COMMUNICATION, Health Equity & Policy

Close-up photograph showing a doctor in a white lab coat and stethescope holding a smartphone in both hands. The doctor’s head is not visible. Image credit: National Cancer Institute
Image credit: National Cancer Institute
  • It has been an eventful couple of weeks in news about AI regulation and oversight: First, the Office of the National Coordinator for Health Information Technology held its annual meeting on Thursday and Friday of last week, where one of the highlights was discussion about the recently released HTI-1 Final Rule to Advance Health IT Interoperability and Algorithm Transparency. Shortly thereafter, a bipartisan group of Congresspersons sent a letter to the National Institute of Standards and Technology laying out expectations for the newly created Artificial Intelligence Safety Institute, established at by executive order at the end of October 2023.
  • “The main response to the carbon emissions and environmental impacts of compute-hungry and energy-intensive machine learning (ML) has been to improve the efficiency with which ML systems operate. In this article, we present three reasons why efficiency is not enough to address the environmental impacts of ML and propose systems thinking as a way to make further progress toward this goal.” A perspective by Dustin Wright, hosted by the Montreal AI Ethics Institute, summarizes issues related to sustainable AI in the face of growing depends for energy-intensive compute resources.

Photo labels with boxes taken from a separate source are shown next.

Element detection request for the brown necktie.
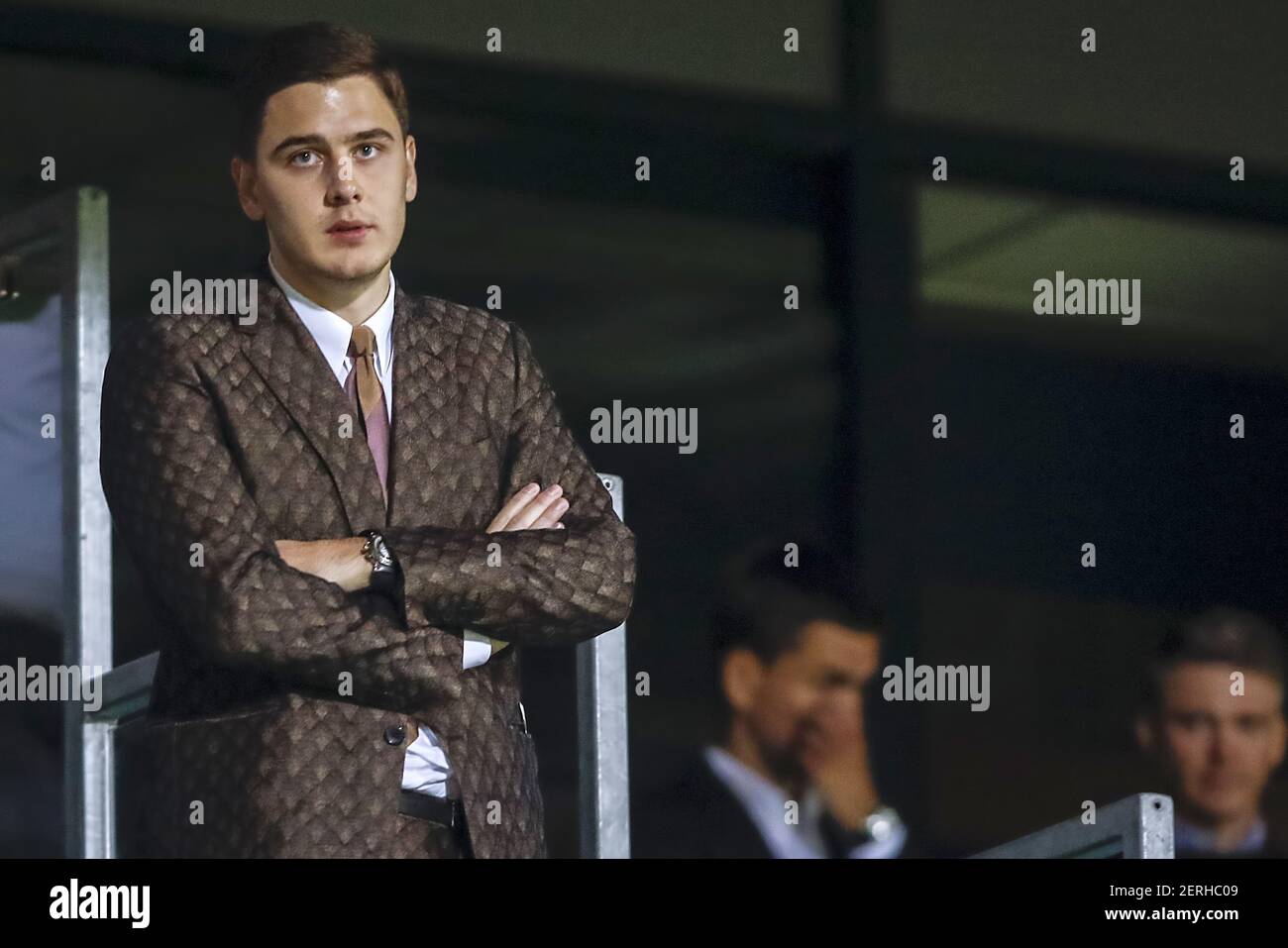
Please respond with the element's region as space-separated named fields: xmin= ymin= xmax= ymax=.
xmin=344 ymin=326 xmax=389 ymax=505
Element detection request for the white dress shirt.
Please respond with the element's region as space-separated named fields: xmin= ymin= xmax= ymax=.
xmin=702 ymin=745 xmax=909 ymax=859
xmin=268 ymin=255 xmax=492 ymax=797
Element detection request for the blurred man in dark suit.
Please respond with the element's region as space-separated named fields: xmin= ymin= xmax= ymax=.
xmin=634 ymin=545 xmax=906 ymax=859
xmin=1136 ymin=608 xmax=1288 ymax=858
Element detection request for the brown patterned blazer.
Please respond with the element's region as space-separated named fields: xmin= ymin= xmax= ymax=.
xmin=100 ymin=258 xmax=635 ymax=858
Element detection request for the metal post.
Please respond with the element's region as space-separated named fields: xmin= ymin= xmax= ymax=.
xmin=577 ymin=474 xmax=631 ymax=859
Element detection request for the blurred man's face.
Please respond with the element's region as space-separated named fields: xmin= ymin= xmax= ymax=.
xmin=233 ymin=76 xmax=416 ymax=282
xmin=725 ymin=619 xmax=880 ymax=781
xmin=1142 ymin=662 xmax=1285 ymax=823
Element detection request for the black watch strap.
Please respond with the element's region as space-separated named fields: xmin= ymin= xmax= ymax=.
xmin=358 ymin=529 xmax=399 ymax=593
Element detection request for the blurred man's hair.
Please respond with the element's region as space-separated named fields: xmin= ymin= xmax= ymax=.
xmin=233 ymin=22 xmax=411 ymax=162
xmin=711 ymin=541 xmax=885 ymax=665
xmin=1141 ymin=606 xmax=1284 ymax=708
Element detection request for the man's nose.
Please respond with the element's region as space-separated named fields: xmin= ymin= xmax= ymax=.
xmin=327 ymin=158 xmax=361 ymax=201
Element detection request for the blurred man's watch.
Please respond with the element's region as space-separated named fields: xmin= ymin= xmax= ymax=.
xmin=820 ymin=806 xmax=903 ymax=858
xmin=863 ymin=806 xmax=903 ymax=842
xmin=358 ymin=529 xmax=398 ymax=595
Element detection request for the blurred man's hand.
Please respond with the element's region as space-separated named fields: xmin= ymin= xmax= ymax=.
xmin=802 ymin=689 xmax=879 ymax=829
xmin=486 ymin=483 xmax=568 ymax=655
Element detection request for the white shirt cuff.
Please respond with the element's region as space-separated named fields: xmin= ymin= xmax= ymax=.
xmin=461 ymin=629 xmax=492 ymax=669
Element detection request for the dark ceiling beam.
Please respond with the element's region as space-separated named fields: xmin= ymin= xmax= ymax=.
xmin=10 ymin=0 xmax=1288 ymax=227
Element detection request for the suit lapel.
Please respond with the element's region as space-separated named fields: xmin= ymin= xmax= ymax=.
xmin=239 ymin=258 xmax=386 ymax=533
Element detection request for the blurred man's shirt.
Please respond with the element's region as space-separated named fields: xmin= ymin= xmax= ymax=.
xmin=702 ymin=745 xmax=909 ymax=859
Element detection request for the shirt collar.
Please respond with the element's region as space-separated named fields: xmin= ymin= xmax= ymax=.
xmin=703 ymin=745 xmax=821 ymax=824
xmin=268 ymin=254 xmax=394 ymax=385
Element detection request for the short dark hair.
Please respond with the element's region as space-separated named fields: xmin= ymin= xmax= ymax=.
xmin=1142 ymin=606 xmax=1284 ymax=707
xmin=711 ymin=541 xmax=885 ymax=664
xmin=233 ymin=22 xmax=411 ymax=162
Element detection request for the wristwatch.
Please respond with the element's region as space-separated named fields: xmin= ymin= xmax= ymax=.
xmin=820 ymin=806 xmax=903 ymax=855
xmin=358 ymin=529 xmax=398 ymax=595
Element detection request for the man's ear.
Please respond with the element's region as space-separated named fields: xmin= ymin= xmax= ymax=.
xmin=228 ymin=155 xmax=265 ymax=220
xmin=720 ymin=648 xmax=765 ymax=712
xmin=1270 ymin=707 xmax=1288 ymax=771
xmin=403 ymin=134 xmax=419 ymax=203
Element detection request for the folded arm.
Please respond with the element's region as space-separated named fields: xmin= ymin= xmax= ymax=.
xmin=100 ymin=325 xmax=463 ymax=707
xmin=382 ymin=325 xmax=635 ymax=645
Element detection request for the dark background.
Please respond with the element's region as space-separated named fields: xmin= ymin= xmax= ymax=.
xmin=0 ymin=0 xmax=1288 ymax=855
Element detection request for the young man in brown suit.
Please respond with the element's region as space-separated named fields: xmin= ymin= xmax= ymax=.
xmin=100 ymin=23 xmax=635 ymax=858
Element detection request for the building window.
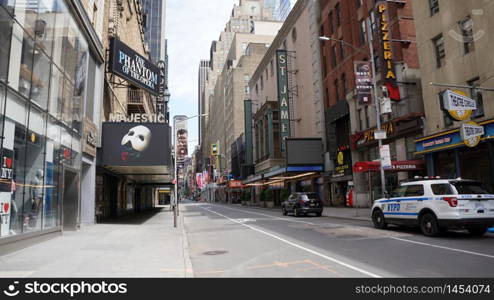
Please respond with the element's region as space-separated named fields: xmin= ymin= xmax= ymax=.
xmin=331 ymin=45 xmax=337 ymax=67
xmin=458 ymin=16 xmax=475 ymax=54
xmin=429 ymin=0 xmax=439 ymax=16
xmin=439 ymin=91 xmax=453 ymax=127
xmin=467 ymin=77 xmax=485 ymax=118
xmin=334 ymin=3 xmax=341 ymax=27
xmin=328 ymin=11 xmax=334 ymax=35
xmin=432 ymin=33 xmax=446 ymax=68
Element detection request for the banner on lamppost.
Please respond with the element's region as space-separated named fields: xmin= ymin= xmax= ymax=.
xmin=354 ymin=61 xmax=372 ymax=105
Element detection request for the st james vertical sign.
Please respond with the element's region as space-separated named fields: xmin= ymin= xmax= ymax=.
xmin=276 ymin=50 xmax=290 ymax=153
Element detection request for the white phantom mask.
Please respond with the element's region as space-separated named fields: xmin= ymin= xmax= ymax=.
xmin=122 ymin=125 xmax=151 ymax=152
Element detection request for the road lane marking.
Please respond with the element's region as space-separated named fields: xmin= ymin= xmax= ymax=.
xmin=206 ymin=205 xmax=316 ymax=225
xmin=391 ymin=237 xmax=494 ymax=259
xmin=202 ymin=208 xmax=381 ymax=278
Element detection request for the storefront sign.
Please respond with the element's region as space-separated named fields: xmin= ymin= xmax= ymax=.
xmin=0 ymin=148 xmax=14 ymax=193
xmin=276 ymin=50 xmax=290 ymax=153
xmin=415 ymin=119 xmax=494 ymax=154
xmin=460 ymin=122 xmax=485 ymax=148
xmin=101 ymin=122 xmax=171 ymax=166
xmin=443 ymin=90 xmax=477 ymax=121
xmin=82 ymin=117 xmax=98 ymax=157
xmin=379 ymin=145 xmax=393 ymax=168
xmin=354 ymin=61 xmax=372 ymax=105
xmin=109 ymin=38 xmax=160 ymax=96
xmin=109 ymin=113 xmax=166 ymax=123
xmin=378 ymin=2 xmax=396 ymax=82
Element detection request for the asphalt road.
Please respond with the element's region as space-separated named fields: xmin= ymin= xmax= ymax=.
xmin=181 ymin=203 xmax=494 ymax=277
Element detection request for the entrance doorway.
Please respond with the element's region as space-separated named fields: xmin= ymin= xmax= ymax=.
xmin=63 ymin=168 xmax=80 ymax=230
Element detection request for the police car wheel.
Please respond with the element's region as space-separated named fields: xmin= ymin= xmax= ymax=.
xmin=468 ymin=227 xmax=488 ymax=236
xmin=372 ymin=209 xmax=388 ymax=229
xmin=420 ymin=213 xmax=441 ymax=236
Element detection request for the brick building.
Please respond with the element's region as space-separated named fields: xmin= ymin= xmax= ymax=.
xmin=320 ymin=0 xmax=423 ymax=206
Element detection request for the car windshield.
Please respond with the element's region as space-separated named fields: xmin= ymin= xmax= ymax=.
xmin=451 ymin=181 xmax=489 ymax=195
xmin=390 ymin=186 xmax=407 ymax=197
xmin=300 ymin=194 xmax=319 ymax=201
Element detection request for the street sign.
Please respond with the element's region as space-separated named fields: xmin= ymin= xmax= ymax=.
xmin=379 ymin=145 xmax=393 ymax=168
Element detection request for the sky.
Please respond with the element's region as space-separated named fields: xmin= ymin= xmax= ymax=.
xmin=165 ymin=0 xmax=238 ymax=155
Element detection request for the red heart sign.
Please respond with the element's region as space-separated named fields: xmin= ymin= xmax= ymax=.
xmin=5 ymin=158 xmax=12 ymax=169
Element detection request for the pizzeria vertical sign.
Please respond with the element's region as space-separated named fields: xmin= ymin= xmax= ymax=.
xmin=109 ymin=38 xmax=160 ymax=96
xmin=377 ymin=2 xmax=396 ymax=83
xmin=276 ymin=50 xmax=290 ymax=153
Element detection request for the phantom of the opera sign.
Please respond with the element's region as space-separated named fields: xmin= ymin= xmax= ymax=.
xmin=276 ymin=50 xmax=290 ymax=152
xmin=109 ymin=38 xmax=160 ymax=96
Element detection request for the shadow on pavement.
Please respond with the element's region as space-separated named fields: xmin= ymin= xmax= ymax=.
xmin=98 ymin=207 xmax=169 ymax=225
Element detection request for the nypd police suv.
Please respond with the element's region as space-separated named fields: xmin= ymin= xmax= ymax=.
xmin=372 ymin=178 xmax=494 ymax=236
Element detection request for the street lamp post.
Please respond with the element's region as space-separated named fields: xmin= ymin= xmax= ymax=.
xmin=319 ymin=18 xmax=387 ymax=199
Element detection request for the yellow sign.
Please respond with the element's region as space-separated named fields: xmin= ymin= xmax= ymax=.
xmin=379 ymin=3 xmax=396 ymax=80
xmin=448 ymin=90 xmax=473 ymax=121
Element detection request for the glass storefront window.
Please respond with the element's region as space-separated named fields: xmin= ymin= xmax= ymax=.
xmin=24 ymin=107 xmax=46 ymax=231
xmin=43 ymin=118 xmax=61 ymax=229
xmin=0 ymin=7 xmax=12 ymax=82
xmin=9 ymin=23 xmax=35 ymax=98
xmin=31 ymin=46 xmax=50 ymax=109
xmin=48 ymin=64 xmax=64 ymax=120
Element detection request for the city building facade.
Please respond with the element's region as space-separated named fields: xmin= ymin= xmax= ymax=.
xmin=320 ymin=0 xmax=424 ymax=206
xmin=243 ymin=0 xmax=323 ymax=204
xmin=0 ymin=0 xmax=104 ymax=248
xmin=413 ymin=0 xmax=494 ymax=190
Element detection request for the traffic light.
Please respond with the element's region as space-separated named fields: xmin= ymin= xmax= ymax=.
xmin=211 ymin=144 xmax=219 ymax=156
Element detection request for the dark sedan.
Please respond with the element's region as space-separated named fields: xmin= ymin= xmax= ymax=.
xmin=281 ymin=193 xmax=323 ymax=217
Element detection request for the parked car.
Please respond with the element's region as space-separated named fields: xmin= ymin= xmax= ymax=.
xmin=372 ymin=178 xmax=494 ymax=236
xmin=281 ymin=193 xmax=323 ymax=217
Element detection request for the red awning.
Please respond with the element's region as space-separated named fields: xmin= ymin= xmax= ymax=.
xmin=353 ymin=160 xmax=425 ymax=173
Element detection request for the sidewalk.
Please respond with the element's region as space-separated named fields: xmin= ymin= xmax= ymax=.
xmin=0 ymin=209 xmax=193 ymax=278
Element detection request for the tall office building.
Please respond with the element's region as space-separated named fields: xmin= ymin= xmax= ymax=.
xmin=142 ymin=0 xmax=166 ymax=63
xmin=197 ymin=60 xmax=209 ymax=145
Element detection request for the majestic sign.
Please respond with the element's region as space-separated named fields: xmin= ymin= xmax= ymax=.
xmin=109 ymin=113 xmax=166 ymax=123
xmin=354 ymin=61 xmax=372 ymax=105
xmin=156 ymin=60 xmax=167 ymax=116
xmin=101 ymin=122 xmax=170 ymax=166
xmin=443 ymin=90 xmax=477 ymax=121
xmin=460 ymin=122 xmax=485 ymax=148
xmin=109 ymin=38 xmax=160 ymax=96
xmin=377 ymin=2 xmax=396 ymax=82
xmin=276 ymin=50 xmax=290 ymax=153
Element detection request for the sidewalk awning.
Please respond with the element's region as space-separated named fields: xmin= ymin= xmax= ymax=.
xmin=353 ymin=160 xmax=425 ymax=173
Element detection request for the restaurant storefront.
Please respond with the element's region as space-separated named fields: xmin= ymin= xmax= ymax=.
xmin=0 ymin=0 xmax=102 ymax=246
xmin=416 ymin=119 xmax=494 ymax=190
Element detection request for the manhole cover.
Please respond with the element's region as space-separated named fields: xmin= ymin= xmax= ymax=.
xmin=203 ymin=250 xmax=228 ymax=256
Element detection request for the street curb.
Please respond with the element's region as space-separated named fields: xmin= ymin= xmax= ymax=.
xmin=180 ymin=211 xmax=194 ymax=278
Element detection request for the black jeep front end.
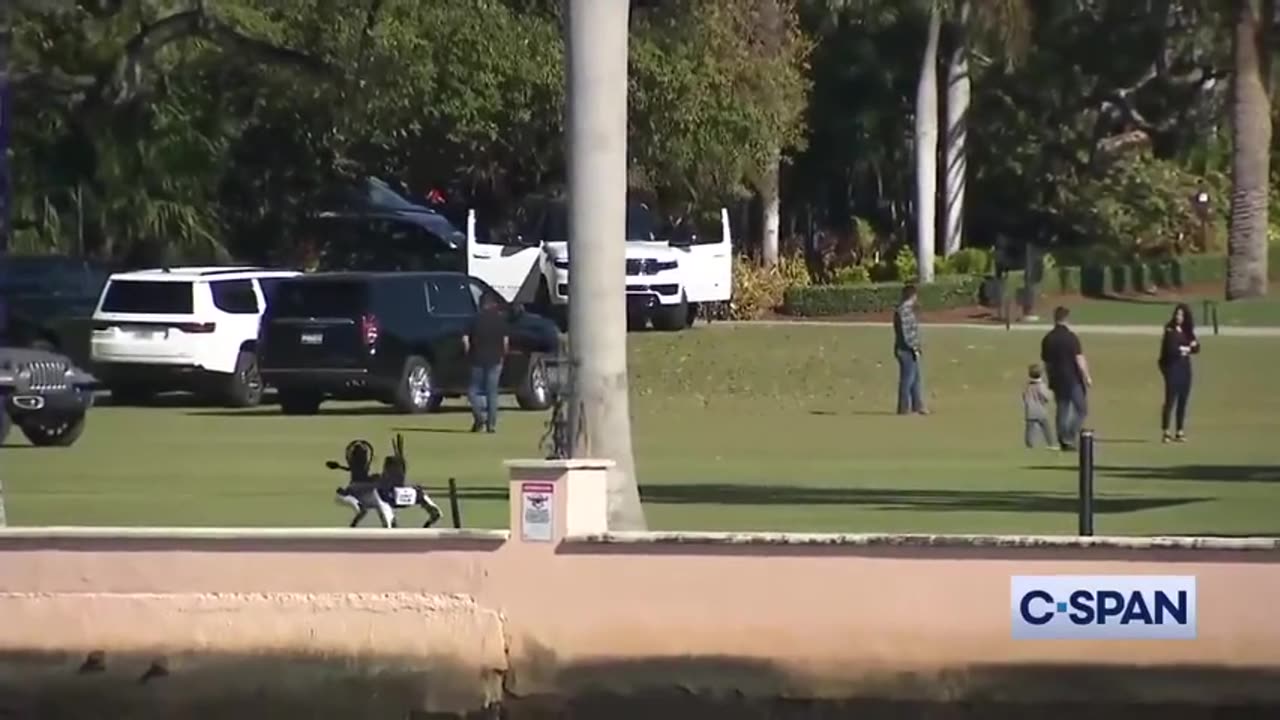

  • “Effective medical communication requires a large body of information to be distilled to a simple and clear message. Incorporation of evidence-based communication strategies may enhance delivery of medical information by the clinician and improve acceptance by patients.” An article published in JAMA by Cappola and Cohen examines approaches to cultivating better communication about medical and healthcare-related information and issues.
  • “Among the thousands of eHealth tools available, the vast majority do not get past pilot phases because they cannot prove value, and only a few have been systematically assessed. Although multiple eHealth assessment frameworks have been developed, these efforts face multiple challenges. This study aimed to address some of these challenges by validating and refining an initial list of 55 assessment criteria based on previous frameworks through a two-round modified Delphi process with in-between rounds of interviews.” A research article published this month in NPJ Digital Medicine by Jacob and colleagues presents results from a framework designed to provide better evaluation for potential patient-facing eHealth tools.